Makamnya di Gunung Santri.
7.
Maulana
Hasanuddin berasal dari Palestina Berdakwah keliling. Wafat pada tahun 1462 M.
Makamnya disamping masjid Banten Lama.
8.
Maulana
Alayuddin berasal dari Palestina. Berdakwah keliling. Wafat pada tahun 1462 M.
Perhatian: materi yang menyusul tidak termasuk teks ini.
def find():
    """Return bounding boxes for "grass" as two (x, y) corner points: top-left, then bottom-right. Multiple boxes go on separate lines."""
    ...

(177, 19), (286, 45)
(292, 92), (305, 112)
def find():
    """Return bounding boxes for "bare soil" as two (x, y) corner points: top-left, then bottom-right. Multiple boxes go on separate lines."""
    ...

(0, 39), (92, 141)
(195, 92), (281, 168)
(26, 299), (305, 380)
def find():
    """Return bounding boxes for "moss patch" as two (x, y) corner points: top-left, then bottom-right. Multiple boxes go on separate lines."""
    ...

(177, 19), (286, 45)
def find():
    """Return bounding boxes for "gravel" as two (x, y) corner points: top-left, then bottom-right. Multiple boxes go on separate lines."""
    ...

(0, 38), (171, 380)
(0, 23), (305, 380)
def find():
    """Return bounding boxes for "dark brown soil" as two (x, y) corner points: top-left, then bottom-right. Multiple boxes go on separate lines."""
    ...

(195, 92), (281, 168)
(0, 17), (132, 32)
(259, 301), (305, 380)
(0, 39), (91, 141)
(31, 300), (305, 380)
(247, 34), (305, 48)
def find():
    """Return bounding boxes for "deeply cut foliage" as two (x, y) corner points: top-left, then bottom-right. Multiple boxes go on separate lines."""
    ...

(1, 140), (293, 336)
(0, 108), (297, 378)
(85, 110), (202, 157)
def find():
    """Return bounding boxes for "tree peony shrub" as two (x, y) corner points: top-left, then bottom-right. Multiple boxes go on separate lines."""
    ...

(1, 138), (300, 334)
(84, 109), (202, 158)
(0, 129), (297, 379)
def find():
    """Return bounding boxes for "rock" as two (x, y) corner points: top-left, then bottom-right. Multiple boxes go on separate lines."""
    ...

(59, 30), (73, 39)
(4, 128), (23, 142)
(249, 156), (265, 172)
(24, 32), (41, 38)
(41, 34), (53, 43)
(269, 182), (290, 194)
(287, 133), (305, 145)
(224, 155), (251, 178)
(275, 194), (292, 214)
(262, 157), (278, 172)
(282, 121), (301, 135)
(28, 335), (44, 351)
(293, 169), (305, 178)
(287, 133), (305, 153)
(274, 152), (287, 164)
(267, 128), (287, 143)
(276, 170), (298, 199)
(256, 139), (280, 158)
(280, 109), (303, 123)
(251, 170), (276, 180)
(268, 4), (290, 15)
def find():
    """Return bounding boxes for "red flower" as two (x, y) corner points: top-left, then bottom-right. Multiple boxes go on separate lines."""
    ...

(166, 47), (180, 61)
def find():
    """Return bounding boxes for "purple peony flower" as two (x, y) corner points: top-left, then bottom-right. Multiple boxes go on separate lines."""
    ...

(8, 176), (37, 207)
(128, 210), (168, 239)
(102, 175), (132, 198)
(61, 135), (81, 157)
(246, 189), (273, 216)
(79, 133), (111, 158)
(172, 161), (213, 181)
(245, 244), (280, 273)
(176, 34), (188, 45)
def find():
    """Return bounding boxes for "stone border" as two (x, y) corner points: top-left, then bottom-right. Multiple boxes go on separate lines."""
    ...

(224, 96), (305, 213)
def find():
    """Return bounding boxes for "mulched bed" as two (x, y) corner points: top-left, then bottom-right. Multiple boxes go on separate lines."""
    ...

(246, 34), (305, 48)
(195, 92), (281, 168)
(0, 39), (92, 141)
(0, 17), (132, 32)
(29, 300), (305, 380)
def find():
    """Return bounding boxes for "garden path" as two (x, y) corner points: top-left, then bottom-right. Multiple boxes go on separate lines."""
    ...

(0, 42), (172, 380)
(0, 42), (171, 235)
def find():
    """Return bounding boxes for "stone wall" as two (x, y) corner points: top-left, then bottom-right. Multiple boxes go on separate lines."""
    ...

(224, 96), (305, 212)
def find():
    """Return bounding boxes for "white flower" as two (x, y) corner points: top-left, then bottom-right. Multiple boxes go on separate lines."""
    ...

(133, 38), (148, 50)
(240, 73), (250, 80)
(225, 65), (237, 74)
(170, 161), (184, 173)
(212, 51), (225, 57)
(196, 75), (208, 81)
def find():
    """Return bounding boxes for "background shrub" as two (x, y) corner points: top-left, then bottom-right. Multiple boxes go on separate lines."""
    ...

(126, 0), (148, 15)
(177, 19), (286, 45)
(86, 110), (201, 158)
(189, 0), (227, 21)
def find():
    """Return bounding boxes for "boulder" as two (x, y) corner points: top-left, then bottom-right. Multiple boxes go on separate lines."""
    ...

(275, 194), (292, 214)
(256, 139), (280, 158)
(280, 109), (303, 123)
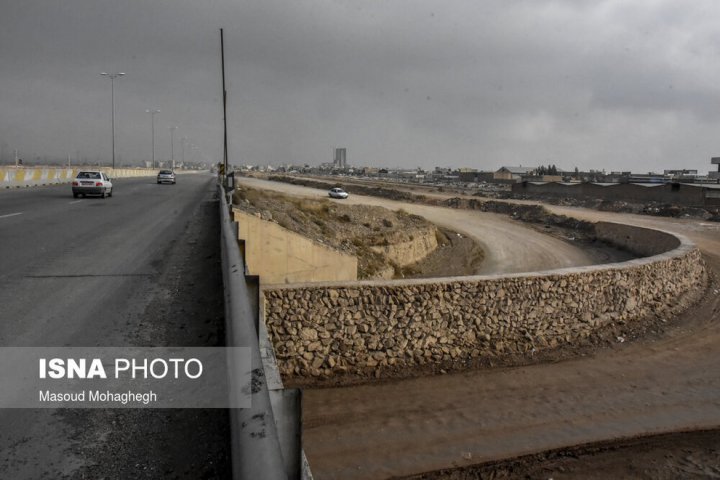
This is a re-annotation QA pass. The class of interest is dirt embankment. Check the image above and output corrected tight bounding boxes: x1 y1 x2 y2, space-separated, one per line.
234 187 483 279
268 175 635 262
506 193 720 222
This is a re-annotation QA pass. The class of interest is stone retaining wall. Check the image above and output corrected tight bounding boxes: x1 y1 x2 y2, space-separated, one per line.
261 221 706 380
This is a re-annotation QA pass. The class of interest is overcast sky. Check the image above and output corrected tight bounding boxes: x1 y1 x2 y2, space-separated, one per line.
0 0 720 172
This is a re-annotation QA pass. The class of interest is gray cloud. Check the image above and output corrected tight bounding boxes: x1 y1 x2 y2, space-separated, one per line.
0 0 720 171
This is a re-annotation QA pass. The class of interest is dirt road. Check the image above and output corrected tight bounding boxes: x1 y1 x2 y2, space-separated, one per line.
238 177 720 480
238 177 596 274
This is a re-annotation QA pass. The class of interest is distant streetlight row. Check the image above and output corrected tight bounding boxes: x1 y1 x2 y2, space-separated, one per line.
100 72 185 170
100 72 125 170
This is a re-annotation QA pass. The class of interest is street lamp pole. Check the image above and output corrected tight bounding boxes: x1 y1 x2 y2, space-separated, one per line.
145 110 160 168
170 127 177 172
100 72 125 171
180 137 187 165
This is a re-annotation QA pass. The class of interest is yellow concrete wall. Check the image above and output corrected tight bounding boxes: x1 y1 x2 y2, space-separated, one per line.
233 210 357 284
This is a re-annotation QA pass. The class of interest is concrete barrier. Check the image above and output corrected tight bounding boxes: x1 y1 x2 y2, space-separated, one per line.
233 209 357 283
0 166 159 188
261 223 707 379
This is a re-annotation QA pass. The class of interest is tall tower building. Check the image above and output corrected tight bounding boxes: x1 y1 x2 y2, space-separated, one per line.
333 148 347 169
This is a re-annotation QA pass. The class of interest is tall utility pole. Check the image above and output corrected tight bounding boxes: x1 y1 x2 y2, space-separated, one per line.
220 28 228 182
170 126 177 172
100 72 125 170
145 110 160 168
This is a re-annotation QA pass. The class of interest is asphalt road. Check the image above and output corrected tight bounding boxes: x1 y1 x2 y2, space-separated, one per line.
0 174 229 479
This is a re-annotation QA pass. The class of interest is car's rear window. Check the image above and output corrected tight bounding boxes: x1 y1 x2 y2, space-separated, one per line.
77 172 101 178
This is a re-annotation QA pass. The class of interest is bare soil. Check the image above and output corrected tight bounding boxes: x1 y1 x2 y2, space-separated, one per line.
406 430 720 480
234 187 483 279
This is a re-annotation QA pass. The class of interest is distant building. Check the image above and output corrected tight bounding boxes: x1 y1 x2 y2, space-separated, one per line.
493 167 537 182
333 148 347 170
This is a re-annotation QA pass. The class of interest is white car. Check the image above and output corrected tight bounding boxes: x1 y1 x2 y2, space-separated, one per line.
328 187 348 199
157 170 175 185
72 170 113 198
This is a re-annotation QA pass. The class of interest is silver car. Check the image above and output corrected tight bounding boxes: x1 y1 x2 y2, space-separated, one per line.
328 187 348 199
72 170 112 198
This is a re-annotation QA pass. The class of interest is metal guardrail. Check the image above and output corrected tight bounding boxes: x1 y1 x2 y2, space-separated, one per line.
218 186 289 480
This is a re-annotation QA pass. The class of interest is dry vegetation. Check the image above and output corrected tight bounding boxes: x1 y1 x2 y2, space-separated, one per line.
233 187 483 279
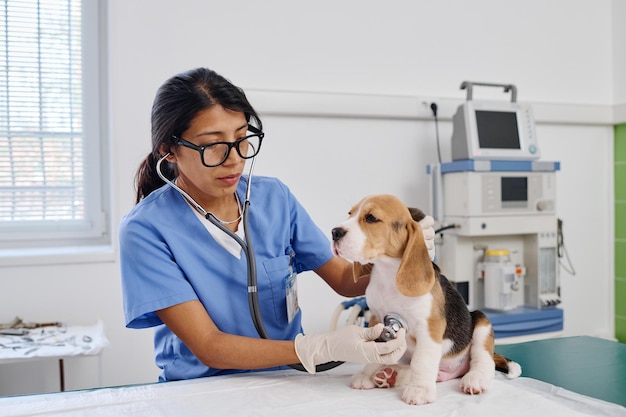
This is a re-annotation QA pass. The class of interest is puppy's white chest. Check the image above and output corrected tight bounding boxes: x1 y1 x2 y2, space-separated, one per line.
365 259 432 327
Makamnya disamping masjid Banten Lama.
9.
Syekh
Subakir, berasal dari Persia, ahli menumbali (metode rukyah) tanah angker yang
dihuni jin-jin jahat tukang menyesatkan manusia. Setelah para Jin tadi
menyingkir dan lalu tanah yang telah netral dijadikan pesantren. Setelah banyak
tempat yang ditumbali (dengan Rajah Asma Suci) maka Syekh Subakir kembali ke
Persia pada tahun 1462 M dan wafat di sana. Salah seorang pengikut atau sahabat
Syekh Subakir tersebut ada di sebelah utara Pemandian Blitar, Jawa Timur.
Disana ada peninggalan Syekh Subakir berupa sajadah yang terbuat dari batu
kuno.[9]
b)
Walisanga
periode kedua
1.
Syekh Maulana Malik Ibrahim (Sunan Gresik)
Syekh Maulana Malik Ibrahim berasal dari Turki, beliau adalah
seorang ahli tata Negara yang ulung. Syekh Maulana Malik Ibrahim datang ke
pulau Jawa pada tahun 1404 M. jauh sebelum beliau datang islam sudah ada
walaupun sedikit dibuktikan dengan makam fathimah binti Maimun yang nisannya
bertuliskan tahun 1082 M. beliau langsung memeperkenalkan kemuliaan dan
ketinggian akhlak yang diajarkan oleh agama Islam. Beliau lansung member contoh
sendiri dalam bermasyarakat, tutur bahasa yang sopan, lemah lembut, santun
kepad fakir miskin, hormat kepada orang tua dan menyayangi kaum muda. Dengan
cara demikian banyak orang jawa yang mulai tertarik pada agama islam dan
akhirnya mereka menganut agama islam.
Di kalangan rakyat jelata Sunan Gresik atau yang disebut kakek
Bantal sangat terkenal terutama kasta rendah yang selalu ditindas oleh kasta
yang lebih tinggi. Maka ketika Sunan Gresik menerangkan kedudukan seseorang
dalam islam, oarng dari kasta sudra dan Waisa tertarik. Sunan Gresik menjelaskan
bahwa dalam islam kedudukan semua orang adlah sama derajatnya hanya orang
beriman dan bertakwa tinggi kedudukannya di sisi Allah. Dan untuk
memepersiapkan kader umat yang nantinya dapat menyebarkan agama islam, beliau
mendirikan pesantren yang merupakan perguruan islam, tempat mendidik dan
mengembleng para santri sebagai calon mubaligh.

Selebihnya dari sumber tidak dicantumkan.